In [42]:
import networkx as nx
import nest_asyncio
import ssl
import certifi
import re
from langchain_openai import AzureChatOpenAI
from CosmosGremlinGraph.GremlinGraph import GremlinGraph
from langchain_core.prompts import ChatPromptTemplate
from langchain.tools import Tool
from langgraph.prebuilt import create_react_agent

In [12]:
G = nx.read_graphml('CosmosGremlinGraph/graph.graphml')

In [None]:
nest_asyncio.apply()
ssl_context = ssl.create_default_context(cafile=certifi.where())

# Replace these values with your Cosmos DB Gremlin endpoint and primary key
COSMOS_DB_ENDPOINT = 'wss://sherlock-ai-account.gremlin.cosmos.azure.com:443/'
COSMOS_DB_PRIMARY_KEY = '=='
DATABASE = 'sherlock-db'
GRAPH = 'sherlock-ai-graph'

graph = GremlinGraph(
    url=COSMOS_DB_ENDPOINT,
    username=f"/dbs/{DATABASE}/colls/{GRAPH}",
    password=COSMOS_DB_PRIMARY_KEY,
    ssl_context=ssl_context
)

In [None]:
# Azure OpenAI Configuration
AZURE_OPENAI_ENDPOINT = "https://aishu-m8q3ed4m-swedencentral.cognitiveservices.azure.com/"
AZURE_OPENAI_KEY = "028qDuTdd4Z5y0nsdbVns8ZesZeQxt4NEQmW33BObOs7cLO9gIteJQQJ99BCACfhMk5XJ3w3AAAAACOGWE1L"
AZURE_DEPLOYMENT_NAME = "gpt-4o"

# Initialize the Azure Chat Model in LangChain
llm = AzureChatOpenAI(
    azure_endpoint=AZURE_OPENAI_ENDPOINT,
    openai_api_version="2025-01-01-preview",
    azure_deployment=AZURE_DEPLOYMENT_NAME,
    api_key=AZURE_OPENAI_KEY,
    temperature=0
)

In [None]:
gremlin_msg = """
This is a Chicago Crime Network stored in Azure Cosmos DB Gremlin Graph, with the following node and edge labels:
crime node is connected to all the other nodes by the edges mentioned.
All other nodes are having a inbound connection from crime
Vertex labels are the following: crime,location,crime_type,criminal,district,date,hour Edge labes are the following: located_at,is_type,occurred_at_hour,occurred_on_date,involved_criminal,located_in_district Vertices have following properties: ["crime":["crime_id"],"location":["location"],"crime_type":["crime_type"],"criminal":["name"],"district":["district"],"date":["date"],"hour":["hour"]]'
AVOID USING elementMap() in your queries.
ONLY GIVE ME THE GREMLIN QUERY. DO NOT PROVIDE ANY INSTRUCTIONS.
"""

gremlin_prompt = ChatPromptTemplate.from_messages(
    [
        (
            "system",
            gremlin_msg
        ),
        ("human", "{input}"),
    ]
)

gremlin_chain = gremlin_prompt | llm


networkx_msg = """
** THERE SHOULD BE NO TEXT IN THE OUTPUT, JUST CODE **
1. ONLY provide python code that I can directly execute via `exec()`. Do not provide any instructions.
2. Code must reference `G` as the networkx graph.
3. Use only `networkx (nx)`. nx is already available so no need to import.
4. Store the final result in `FINAL_RESULT`.
5. Use the correct algorithm

Python Code:
"""

networkx_prompt = ChatPromptTemplate.from_messages(
    [
        (
            "system",
            networkx_msg
        ),
        ("human", "{input}"),
    ]
)

networkx_chain = networkx_prompt | llm

decision_msg = """
You are a Criminal Tracking & Analysis Agent using Cosmos Gremlin and NetworkX.
Generate python code based on the user query below understanding which method you need to call and what query is to be passed.
Use hybrid queries where required.

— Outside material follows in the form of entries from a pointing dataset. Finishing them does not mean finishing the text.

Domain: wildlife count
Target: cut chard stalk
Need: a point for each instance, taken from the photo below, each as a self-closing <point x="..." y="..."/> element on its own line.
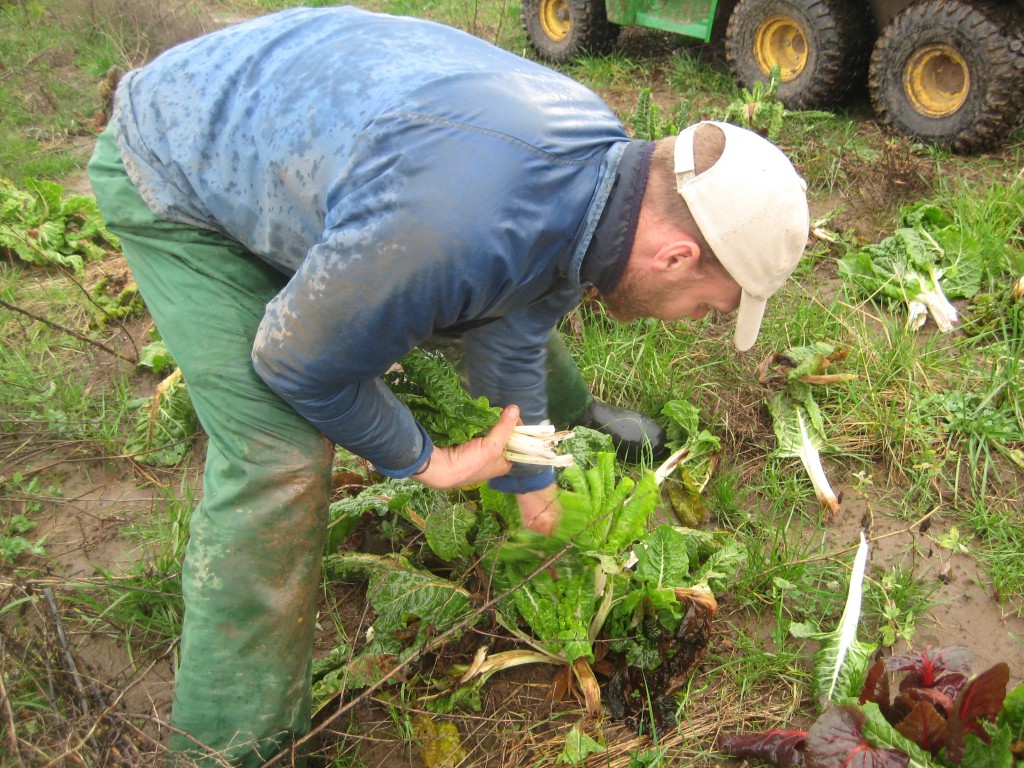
<point x="535" y="443"/>
<point x="812" y="463"/>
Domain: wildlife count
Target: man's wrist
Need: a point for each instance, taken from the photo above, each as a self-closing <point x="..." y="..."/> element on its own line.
<point x="425" y="467"/>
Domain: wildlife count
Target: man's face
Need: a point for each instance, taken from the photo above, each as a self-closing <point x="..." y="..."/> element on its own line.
<point x="644" y="294"/>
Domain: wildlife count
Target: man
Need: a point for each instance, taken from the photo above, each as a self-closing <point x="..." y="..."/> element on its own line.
<point x="304" y="198"/>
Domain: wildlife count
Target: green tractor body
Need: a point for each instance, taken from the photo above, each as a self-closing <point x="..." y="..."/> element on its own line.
<point x="689" y="17"/>
<point x="944" y="72"/>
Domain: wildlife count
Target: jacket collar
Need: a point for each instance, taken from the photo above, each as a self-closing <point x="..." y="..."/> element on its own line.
<point x="609" y="249"/>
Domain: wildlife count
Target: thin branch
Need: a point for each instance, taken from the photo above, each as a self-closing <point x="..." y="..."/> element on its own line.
<point x="69" y="331"/>
<point x="69" y="658"/>
<point x="11" y="732"/>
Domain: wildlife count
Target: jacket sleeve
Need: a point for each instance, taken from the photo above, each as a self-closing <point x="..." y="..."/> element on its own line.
<point x="506" y="361"/>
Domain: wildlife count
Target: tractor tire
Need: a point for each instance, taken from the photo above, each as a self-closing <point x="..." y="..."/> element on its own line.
<point x="820" y="46"/>
<point x="951" y="73"/>
<point x="562" y="30"/>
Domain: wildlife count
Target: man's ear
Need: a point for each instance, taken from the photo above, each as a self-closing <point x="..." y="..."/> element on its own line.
<point x="682" y="253"/>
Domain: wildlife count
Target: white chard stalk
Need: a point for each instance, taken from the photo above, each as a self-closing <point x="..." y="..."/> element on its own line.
<point x="536" y="444"/>
<point x="811" y="460"/>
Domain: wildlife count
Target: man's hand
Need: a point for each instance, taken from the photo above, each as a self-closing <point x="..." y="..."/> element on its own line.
<point x="540" y="509"/>
<point x="474" y="461"/>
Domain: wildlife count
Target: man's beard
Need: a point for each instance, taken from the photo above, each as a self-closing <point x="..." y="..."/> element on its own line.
<point x="637" y="296"/>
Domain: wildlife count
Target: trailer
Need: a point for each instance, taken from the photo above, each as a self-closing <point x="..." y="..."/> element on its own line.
<point x="944" y="72"/>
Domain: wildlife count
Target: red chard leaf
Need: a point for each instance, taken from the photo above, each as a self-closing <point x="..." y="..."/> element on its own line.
<point x="837" y="740"/>
<point x="981" y="699"/>
<point x="928" y="666"/>
<point x="877" y="687"/>
<point x="925" y="727"/>
<point x="779" y="748"/>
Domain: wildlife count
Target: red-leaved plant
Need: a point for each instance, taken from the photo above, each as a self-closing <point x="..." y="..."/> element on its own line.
<point x="935" y="707"/>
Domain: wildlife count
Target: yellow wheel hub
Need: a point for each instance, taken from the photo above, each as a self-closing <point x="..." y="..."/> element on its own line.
<point x="936" y="80"/>
<point x="555" y="18"/>
<point x="780" y="41"/>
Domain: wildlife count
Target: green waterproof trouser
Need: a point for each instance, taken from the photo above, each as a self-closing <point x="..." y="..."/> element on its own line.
<point x="253" y="562"/>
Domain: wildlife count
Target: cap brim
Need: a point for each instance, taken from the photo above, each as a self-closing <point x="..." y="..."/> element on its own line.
<point x="749" y="316"/>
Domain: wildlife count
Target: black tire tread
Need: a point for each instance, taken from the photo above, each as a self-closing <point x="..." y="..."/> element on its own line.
<point x="840" y="32"/>
<point x="591" y="31"/>
<point x="986" y="119"/>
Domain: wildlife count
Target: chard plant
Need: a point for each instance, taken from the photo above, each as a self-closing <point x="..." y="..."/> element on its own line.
<point x="924" y="263"/>
<point x="932" y="715"/>
<point x="42" y="226"/>
<point x="166" y="422"/>
<point x="604" y="594"/>
<point x="797" y="419"/>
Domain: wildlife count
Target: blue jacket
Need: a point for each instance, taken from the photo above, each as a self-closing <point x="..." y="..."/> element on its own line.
<point x="409" y="177"/>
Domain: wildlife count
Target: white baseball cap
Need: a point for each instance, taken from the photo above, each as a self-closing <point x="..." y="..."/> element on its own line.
<point x="751" y="208"/>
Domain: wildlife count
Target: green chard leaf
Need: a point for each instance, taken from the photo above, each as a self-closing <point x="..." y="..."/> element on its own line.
<point x="165" y="424"/>
<point x="406" y="598"/>
<point x="430" y="386"/>
<point x="448" y="531"/>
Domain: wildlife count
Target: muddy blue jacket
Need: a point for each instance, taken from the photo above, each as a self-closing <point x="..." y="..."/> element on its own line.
<point x="410" y="178"/>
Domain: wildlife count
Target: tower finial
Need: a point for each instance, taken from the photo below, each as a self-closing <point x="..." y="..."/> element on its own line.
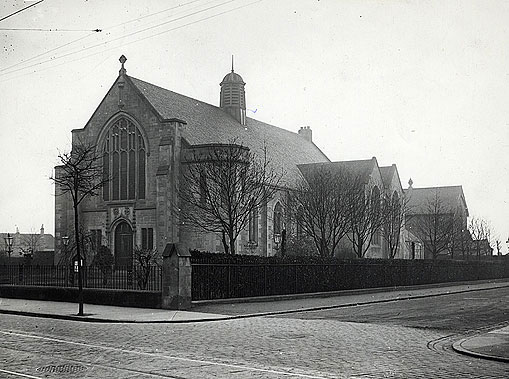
<point x="122" y="60"/>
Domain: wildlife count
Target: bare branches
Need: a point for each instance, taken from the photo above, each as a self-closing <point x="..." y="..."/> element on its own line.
<point x="435" y="224"/>
<point x="394" y="210"/>
<point x="321" y="207"/>
<point x="221" y="185"/>
<point x="80" y="172"/>
<point x="79" y="175"/>
<point x="365" y="216"/>
<point x="480" y="231"/>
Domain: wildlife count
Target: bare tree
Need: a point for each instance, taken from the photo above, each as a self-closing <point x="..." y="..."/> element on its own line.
<point x="498" y="245"/>
<point x="145" y="260"/>
<point x="394" y="209"/>
<point x="434" y="224"/>
<point x="222" y="185"/>
<point x="80" y="176"/>
<point x="480" y="231"/>
<point x="365" y="217"/>
<point x="320" y="207"/>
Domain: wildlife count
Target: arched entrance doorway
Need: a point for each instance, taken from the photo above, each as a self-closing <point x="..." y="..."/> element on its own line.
<point x="123" y="245"/>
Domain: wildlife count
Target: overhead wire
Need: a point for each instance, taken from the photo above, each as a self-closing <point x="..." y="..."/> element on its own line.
<point x="102" y="43"/>
<point x="51" y="30"/>
<point x="138" y="40"/>
<point x="21" y="10"/>
<point x="118" y="38"/>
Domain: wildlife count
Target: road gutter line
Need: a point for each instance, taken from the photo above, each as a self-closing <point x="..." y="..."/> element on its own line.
<point x="20" y="374"/>
<point x="82" y="344"/>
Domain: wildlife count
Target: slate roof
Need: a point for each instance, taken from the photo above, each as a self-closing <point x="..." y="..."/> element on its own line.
<point x="209" y="124"/>
<point x="362" y="168"/>
<point x="450" y="197"/>
<point x="387" y="173"/>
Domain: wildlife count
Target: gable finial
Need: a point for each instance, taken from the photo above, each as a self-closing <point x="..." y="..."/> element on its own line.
<point x="122" y="60"/>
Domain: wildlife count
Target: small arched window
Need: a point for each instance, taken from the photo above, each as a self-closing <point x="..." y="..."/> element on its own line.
<point x="124" y="161"/>
<point x="375" y="209"/>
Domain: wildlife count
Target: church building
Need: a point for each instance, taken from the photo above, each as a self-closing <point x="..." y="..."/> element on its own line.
<point x="143" y="132"/>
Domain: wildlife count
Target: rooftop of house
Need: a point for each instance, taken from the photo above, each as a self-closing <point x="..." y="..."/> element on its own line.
<point x="448" y="198"/>
<point x="209" y="124"/>
<point x="43" y="241"/>
<point x="361" y="169"/>
<point x="387" y="172"/>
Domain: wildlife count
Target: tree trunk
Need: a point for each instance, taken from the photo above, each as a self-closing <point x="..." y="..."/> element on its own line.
<point x="78" y="255"/>
<point x="232" y="242"/>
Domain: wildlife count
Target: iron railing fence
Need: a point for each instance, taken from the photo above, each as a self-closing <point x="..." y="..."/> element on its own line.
<point x="114" y="277"/>
<point x="222" y="280"/>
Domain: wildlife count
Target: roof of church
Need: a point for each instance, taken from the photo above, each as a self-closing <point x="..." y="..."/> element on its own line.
<point x="233" y="77"/>
<point x="420" y="198"/>
<point x="387" y="173"/>
<point x="360" y="168"/>
<point x="209" y="124"/>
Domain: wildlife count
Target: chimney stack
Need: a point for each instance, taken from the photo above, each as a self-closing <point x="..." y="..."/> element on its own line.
<point x="306" y="132"/>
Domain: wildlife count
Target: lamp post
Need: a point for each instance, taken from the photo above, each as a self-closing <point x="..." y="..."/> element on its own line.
<point x="277" y="240"/>
<point x="8" y="242"/>
<point x="65" y="241"/>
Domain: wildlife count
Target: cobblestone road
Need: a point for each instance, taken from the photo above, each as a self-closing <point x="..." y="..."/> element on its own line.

For example: To find shortest path between two criminals first call the text_to_nxgraph method 
to get the node ids involved in shortest path which returns node ids no need to extract anything and then get information about these IDs using gremlin method text_to_gremlin with a single query mentioning that these are node ids. Always the last step is to craft and send the prompt to llm.invoke() method to generate a well crafted summary. In the prompt include all the results that we go till now. For paths join them with arrows properly and accurately including all nodes.
Methods available:
- text_to_gremlin (STRICTLY only receives natural language queries then Generates and Executes Gremlin queries in Consmos DB.)
- text_to_nxgraph (Executes python code for networkx graph analysis. Result is returned from this method so no need to execute)
ONLY GIVE ME THE PYTHON CODE. DO NOT PROVIDE ANY INSTRUCTIONS.
"""

decision_prompt = ChatPromptTemplate.from_messages(
    [
        (
            "system",
            decision_msg
        ),
        ("human", "{input}"),
    ]
)

decision_chain = decision_prompt | llm

In [None]:
def text_to_gremlin(query: str) -> str:
    """Strictly receives natural language queries then Converts to Gremlin queries and executes it in Azure Cosmos Gremlin."""
    print("Query is: ", query)
    print("Executing Gremlin Query...")

    gremlin_query = gremlin_chain.invoke({"input": query}).content.split("\n")[1]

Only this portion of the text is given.